5) States can’t afford not to participate in the expansion. The federal government pays on average approximately 57 percent of Medicaid’s total costs under the current program. But under the Affordable Care Act, the federal government will pay the full cost of the Medicaid expansion for the first two years, from 2014 to 2016. The federal government’s share will then drop to 95 percent in 2017 and ultimately to 90 percent by 2020.

But even when states have to pay 10 percent of the coverage for the new group of enrollees, states will save far more than they spend. That’s because they currently pay high costs for uncompensated care obtained by the uninsured at public hospitals and clinics, and because insurance premiums for state employees and others are inflated to cover costs that are passed on from caring for the uninsured.

Under the expansion, states will be able to increase the number of insured people by an average of 25 percent, with an increased state cost of less than 3 percent.
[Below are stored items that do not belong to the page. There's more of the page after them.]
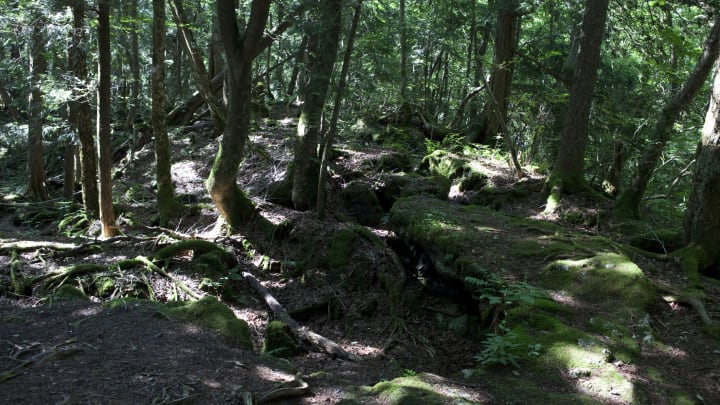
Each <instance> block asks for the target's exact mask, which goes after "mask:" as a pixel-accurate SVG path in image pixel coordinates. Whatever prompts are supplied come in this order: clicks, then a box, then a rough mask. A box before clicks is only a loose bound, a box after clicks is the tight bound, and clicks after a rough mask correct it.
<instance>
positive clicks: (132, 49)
mask: <svg viewBox="0 0 720 405" xmlns="http://www.w3.org/2000/svg"><path fill="white" fill-rule="evenodd" d="M137 21H138V0H131V1H130V53H129V55H128V60H129V62H130V72H131V75H132V78H131V84H130V108H129V109H128V115H127V121H126V122H127V128H128V131H130V162H129V163H130V164H131V165H132V163H133V161H134V160H135V139H137V132H138V129H137V128H136V125H135V117H137V114H138V111H139V109H140V85H141V80H140V61H139V59H140V45H139V41H138V24H137Z"/></svg>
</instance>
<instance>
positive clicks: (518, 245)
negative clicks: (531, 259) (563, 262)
mask: <svg viewBox="0 0 720 405" xmlns="http://www.w3.org/2000/svg"><path fill="white" fill-rule="evenodd" d="M575 250H576V248H575V247H574V246H573V245H571V244H570V243H566V242H561V241H553V240H548V239H542V240H541V239H538V240H534V239H530V240H521V241H518V242H515V243H513V244H512V246H511V247H510V255H511V256H520V257H531V258H536V259H541V260H545V259H548V258H553V257H557V256H563V255H570V254H573V253H574V252H575Z"/></svg>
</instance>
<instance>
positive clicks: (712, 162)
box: [685, 58, 720, 270]
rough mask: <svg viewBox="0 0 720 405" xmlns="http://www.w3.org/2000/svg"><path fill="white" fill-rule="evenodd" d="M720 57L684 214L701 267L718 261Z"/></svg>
mask: <svg viewBox="0 0 720 405" xmlns="http://www.w3.org/2000/svg"><path fill="white" fill-rule="evenodd" d="M719 68H720V58H719V59H718V60H717V62H716V64H715V78H714V80H713V87H712V95H711V97H710V106H709V108H708V112H707V116H706V117H705V125H704V126H703V130H702V141H701V143H700V145H699V146H698V150H697V156H696V160H697V162H696V164H695V176H694V178H693V185H692V193H691V194H690V201H689V202H688V209H687V212H686V216H685V239H686V241H687V242H688V243H692V244H694V245H697V246H699V247H700V248H701V251H702V253H703V255H702V256H703V258H702V259H703V260H700V267H701V268H700V269H699V270H703V269H704V268H707V267H710V266H712V265H718V264H720V72H718V69H719Z"/></svg>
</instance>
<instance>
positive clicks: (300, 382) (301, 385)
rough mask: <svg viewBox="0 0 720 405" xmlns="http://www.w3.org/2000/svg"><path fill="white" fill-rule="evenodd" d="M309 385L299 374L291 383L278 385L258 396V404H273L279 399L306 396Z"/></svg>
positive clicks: (280, 399)
mask: <svg viewBox="0 0 720 405" xmlns="http://www.w3.org/2000/svg"><path fill="white" fill-rule="evenodd" d="M309 388H310V385H309V384H308V383H306V382H305V381H304V380H303V379H302V378H301V377H300V374H299V373H298V374H296V375H295V378H294V379H293V380H292V381H288V382H286V383H282V384H280V386H278V387H277V388H274V389H272V390H271V391H268V392H266V393H263V394H261V395H259V396H258V398H257V403H258V404H268V403H274V402H275V401H279V400H281V399H287V398H294V397H299V396H303V395H305V394H307V393H308V392H309V391H310V390H309Z"/></svg>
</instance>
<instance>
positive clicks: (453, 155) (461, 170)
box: [419, 149, 470, 180]
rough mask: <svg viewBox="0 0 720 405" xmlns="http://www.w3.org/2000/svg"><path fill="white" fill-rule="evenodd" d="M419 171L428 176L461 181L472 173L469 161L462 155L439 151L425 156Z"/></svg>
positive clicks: (419, 169) (445, 151) (419, 168)
mask: <svg viewBox="0 0 720 405" xmlns="http://www.w3.org/2000/svg"><path fill="white" fill-rule="evenodd" d="M419 170H420V171H421V172H425V173H428V174H437V175H440V176H443V177H445V178H447V179H449V180H454V179H459V178H461V177H463V176H464V175H465V174H466V173H469V172H470V167H469V165H468V164H467V159H464V158H463V157H461V156H460V155H456V154H454V153H451V152H448V151H446V150H442V149H437V150H435V151H433V152H432V153H431V154H429V155H427V156H425V157H424V158H423V160H422V163H420V167H419Z"/></svg>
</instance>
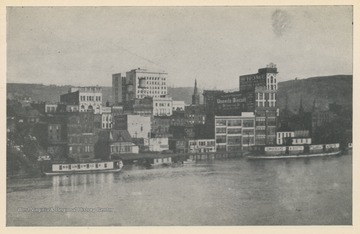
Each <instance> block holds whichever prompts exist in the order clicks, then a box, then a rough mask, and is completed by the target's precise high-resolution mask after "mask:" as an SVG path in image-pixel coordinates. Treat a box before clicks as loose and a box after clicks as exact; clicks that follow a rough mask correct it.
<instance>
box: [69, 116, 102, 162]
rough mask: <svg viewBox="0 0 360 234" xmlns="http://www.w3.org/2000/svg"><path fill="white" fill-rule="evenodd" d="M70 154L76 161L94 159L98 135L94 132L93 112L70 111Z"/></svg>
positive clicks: (69, 128)
mask: <svg viewBox="0 0 360 234" xmlns="http://www.w3.org/2000/svg"><path fill="white" fill-rule="evenodd" d="M67 141H68V156H69V158H72V159H73V160H74V161H75V162H82V161H86V160H90V159H93V158H94V157H95V154H94V145H95V142H96V141H97V135H96V134H95V133H94V114H93V112H82V113H81V112H78V113H68V115H67Z"/></svg>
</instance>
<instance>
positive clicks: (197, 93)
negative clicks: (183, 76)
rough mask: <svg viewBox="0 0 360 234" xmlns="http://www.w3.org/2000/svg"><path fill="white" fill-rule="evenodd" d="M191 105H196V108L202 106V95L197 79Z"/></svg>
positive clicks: (194, 86) (195, 84) (191, 102)
mask: <svg viewBox="0 0 360 234" xmlns="http://www.w3.org/2000/svg"><path fill="white" fill-rule="evenodd" d="M191 104H192V105H194V106H198V105H200V94H199V93H198V90H197V83H196V79H195V86H194V94H193V95H192V102H191Z"/></svg>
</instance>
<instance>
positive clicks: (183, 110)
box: [173, 101, 185, 111]
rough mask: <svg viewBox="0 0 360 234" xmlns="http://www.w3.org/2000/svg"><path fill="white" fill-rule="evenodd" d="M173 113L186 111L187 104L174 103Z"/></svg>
mask: <svg viewBox="0 0 360 234" xmlns="http://www.w3.org/2000/svg"><path fill="white" fill-rule="evenodd" d="M173 111H185V102H184V101H173Z"/></svg>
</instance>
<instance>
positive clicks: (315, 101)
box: [312, 98, 316, 112]
mask: <svg viewBox="0 0 360 234" xmlns="http://www.w3.org/2000/svg"><path fill="white" fill-rule="evenodd" d="M312 111H313V112H315V111H316V98H314V102H313V110H312Z"/></svg>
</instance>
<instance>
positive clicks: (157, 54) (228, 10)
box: [7, 6, 353, 89]
mask: <svg viewBox="0 0 360 234" xmlns="http://www.w3.org/2000/svg"><path fill="white" fill-rule="evenodd" d="M352 15H353V12H352V7H350V6H313V7H308V6H307V7H9V8H7V82H17V83H18V82H22V83H43V84H60V85H65V84H70V85H100V86H111V75H112V74H113V73H119V72H126V71H129V70H131V69H134V68H138V67H140V68H147V69H151V70H157V71H165V72H167V73H168V84H169V85H170V86H193V84H194V79H195V78H196V79H197V80H198V86H199V87H200V88H207V89H212V88H220V89H232V88H238V85H239V78H238V77H239V76H240V75H245V74H252V73H256V72H257V69H258V68H261V67H265V66H266V64H268V63H270V62H273V63H275V64H276V65H277V68H278V71H279V74H278V80H279V81H285V80H289V79H294V78H295V77H299V78H307V77H312V76H321V75H335V74H352V50H353V48H352Z"/></svg>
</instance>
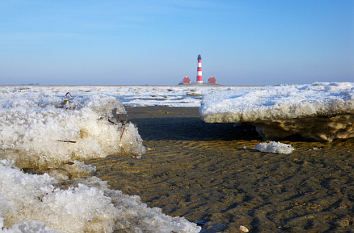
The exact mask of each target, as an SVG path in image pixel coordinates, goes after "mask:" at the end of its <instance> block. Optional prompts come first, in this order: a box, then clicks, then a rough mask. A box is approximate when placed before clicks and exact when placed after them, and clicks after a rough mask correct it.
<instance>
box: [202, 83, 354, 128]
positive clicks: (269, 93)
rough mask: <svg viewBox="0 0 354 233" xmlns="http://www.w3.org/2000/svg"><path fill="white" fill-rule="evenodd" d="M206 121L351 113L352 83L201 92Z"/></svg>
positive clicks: (204, 117)
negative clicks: (201, 94) (203, 96)
mask: <svg viewBox="0 0 354 233" xmlns="http://www.w3.org/2000/svg"><path fill="white" fill-rule="evenodd" d="M200 113H201V116H202V118H203V119H204V120H205V121H206V122H210V123H213V122H240V121H244V122H254V121H258V120H274V119H293V118H303V117H315V116H325V117H328V116H335V115H340V114H354V83H351V82H343V83H338V82H337V83H336V82H335V83H326V82H323V83H314V84H306V85H284V86H269V87H252V88H237V89H234V90H229V91H219V92H214V93H213V94H209V95H204V98H203V100H202V104H201V107H200Z"/></svg>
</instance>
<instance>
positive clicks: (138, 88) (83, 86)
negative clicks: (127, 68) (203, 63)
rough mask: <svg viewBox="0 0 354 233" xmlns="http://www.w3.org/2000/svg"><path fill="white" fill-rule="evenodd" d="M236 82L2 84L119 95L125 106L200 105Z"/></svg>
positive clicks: (26, 91)
mask: <svg viewBox="0 0 354 233" xmlns="http://www.w3.org/2000/svg"><path fill="white" fill-rule="evenodd" d="M237 88H239V87H236V86H217V85H215V86H208V85H190V86H187V85H181V86H18V87H11V86H8V87H0V95H1V93H3V94H5V95H8V94H9V93H16V95H18V94H24V95H26V94H28V93H32V94H33V93H42V94H45V95H50V96H52V95H63V93H64V94H65V93H66V92H67V91H70V93H71V94H72V95H73V96H78V95H80V96H86V95H97V94H99V95H107V96H113V97H115V98H117V99H119V100H120V101H121V102H122V103H123V104H124V105H125V106H133V107H135V106H170V107H199V106H200V101H201V99H202V96H203V95H209V94H211V93H213V92H216V91H225V90H233V89H237Z"/></svg>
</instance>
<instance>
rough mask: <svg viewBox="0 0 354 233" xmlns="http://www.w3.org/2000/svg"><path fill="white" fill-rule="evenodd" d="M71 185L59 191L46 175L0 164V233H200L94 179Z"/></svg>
mask: <svg viewBox="0 0 354 233" xmlns="http://www.w3.org/2000/svg"><path fill="white" fill-rule="evenodd" d="M71 184H72V185H71V186H70V187H69V188H65V189H62V188H60V187H61V186H60V182H58V180H56V179H55V178H53V177H51V176H49V175H48V174H43V175H34V174H26V173H23V172H22V171H21V170H20V169H18V168H16V167H15V166H14V163H13V162H12V161H9V160H0V187H1V189H0V232H8V233H10V232H46V233H49V232H54V231H55V232H69V233H77V232H113V230H124V232H161V233H165V232H185V233H187V232H199V231H200V227H198V226H197V225H196V224H194V223H190V222H188V221H187V220H186V219H184V218H181V217H170V216H167V215H165V214H163V213H162V211H161V209H159V208H148V207H147V206H146V204H144V203H142V202H141V201H140V198H139V197H138V196H128V195H124V194H122V192H120V191H117V190H110V189H109V188H108V187H107V184H106V183H105V182H103V181H101V180H100V179H98V178H95V177H91V178H89V179H85V180H80V179H77V180H72V181H71ZM24 229H25V231H21V230H24Z"/></svg>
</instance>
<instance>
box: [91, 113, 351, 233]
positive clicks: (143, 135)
mask: <svg viewBox="0 0 354 233" xmlns="http://www.w3.org/2000/svg"><path fill="white" fill-rule="evenodd" d="M128 113H129V119H130V120H131V121H133V122H134V123H135V124H137V126H138V128H139V132H140V134H141V136H142V138H143V139H144V144H145V145H146V146H147V147H148V151H147V153H146V154H145V155H143V157H142V159H140V160H139V159H135V158H132V157H129V156H109V157H107V158H105V159H95V160H91V161H90V163H91V164H92V165H95V166H96V167H97V174H96V175H97V176H98V177H100V178H102V179H103V180H106V181H107V182H108V183H109V184H110V185H111V187H112V188H114V189H120V190H122V191H123V192H124V193H127V194H131V195H134V194H137V195H139V196H141V198H142V200H143V202H145V203H147V204H148V205H149V206H151V207H161V208H162V209H163V211H164V213H166V214H169V215H173V216H184V217H186V218H187V219H188V220H190V221H193V222H197V223H198V224H199V225H201V226H202V227H203V230H202V232H221V231H224V232H240V230H239V227H240V225H243V226H246V227H247V228H248V229H249V230H250V232H351V230H352V229H353V211H354V205H353V203H354V185H353V180H354V170H353V167H354V157H353V152H354V139H350V140H346V141H335V142H334V143H332V144H325V143H319V142H304V141H301V140H292V141H282V142H283V143H290V144H292V145H293V146H294V147H295V151H294V152H293V153H292V154H290V155H280V154H271V153H261V152H258V151H256V150H254V146H255V145H256V144H258V143H259V142H261V139H260V138H259V137H258V136H257V134H256V132H255V130H254V128H253V127H252V126H249V125H241V126H234V125H227V124H216V125H215V124H211V125H209V124H206V123H204V122H202V121H201V120H200V119H199V113H198V109H196V108H167V107H145V108H128Z"/></svg>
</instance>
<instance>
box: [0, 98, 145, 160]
mask: <svg viewBox="0 0 354 233" xmlns="http://www.w3.org/2000/svg"><path fill="white" fill-rule="evenodd" d="M0 97H1V98H0V158H1V157H2V158H7V159H13V160H15V161H16V164H17V165H18V166H20V167H51V166H52V167H56V166H58V165H59V164H62V163H65V162H68V161H73V160H77V159H80V160H83V159H89V158H97V157H105V156H107V155H112V154H120V153H131V154H136V155H141V154H143V153H144V152H145V148H144V146H143V144H142V139H141V137H140V135H139V133H138V130H137V128H136V127H135V126H134V125H133V124H131V123H127V124H125V125H122V124H114V119H112V120H111V122H109V119H111V118H114V116H113V115H115V114H117V112H119V113H124V112H125V109H124V107H123V105H122V103H121V102H120V101H119V100H117V99H116V98H115V97H112V96H107V95H98V94H96V95H86V96H76V97H75V98H72V99H70V101H68V102H66V103H65V104H64V101H63V98H64V97H63V96H59V95H55V94H54V95H53V93H52V94H51V95H50V94H48V93H42V92H38V93H31V92H27V93H19V92H11V93H7V94H6V95H4V93H0ZM112 110H114V111H113V112H112ZM116 123H118V122H116Z"/></svg>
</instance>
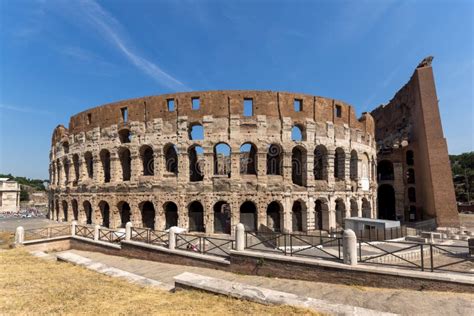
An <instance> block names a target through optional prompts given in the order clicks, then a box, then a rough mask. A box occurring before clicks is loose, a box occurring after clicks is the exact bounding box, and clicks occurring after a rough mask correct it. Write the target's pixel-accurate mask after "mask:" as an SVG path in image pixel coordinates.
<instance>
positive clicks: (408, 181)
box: [407, 168, 415, 184]
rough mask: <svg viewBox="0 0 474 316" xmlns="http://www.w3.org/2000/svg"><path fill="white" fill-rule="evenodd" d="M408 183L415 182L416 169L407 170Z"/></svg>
mask: <svg viewBox="0 0 474 316" xmlns="http://www.w3.org/2000/svg"><path fill="white" fill-rule="evenodd" d="M407 183H409V184H414V183H415V169H413V168H410V169H408V170H407Z"/></svg>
A report from the Council of Economic Advisers estimates that California would spend close to $2 million under the expansion but would save more than $2.2 billion. At a time when state budgets are shrinking, these savings are critical.

6) The initial uptake of Medicaid was slow but ultimately successful. When Medicaid was first enacted in 1965, states were given the option of whether to participate in the program. It took a little while, but all states joined the program by 1982. A similar time lapse may occur with this expansion, but ultimately all states will likely participate in the expansion because it is too good an offer for them to refuse.

The Supreme Court’s ruling on the Affordable Care Act’s Medicaid expansion has created a bump in the road on our country’s long journey to universal health care coverage, but the incentives are strong for states to participate in the expansion. All Americans deserve access to affordable health insurance. We can only hope that this political moment will pass quickly so that we can return to the work of repairing our nation’s tattered safety net.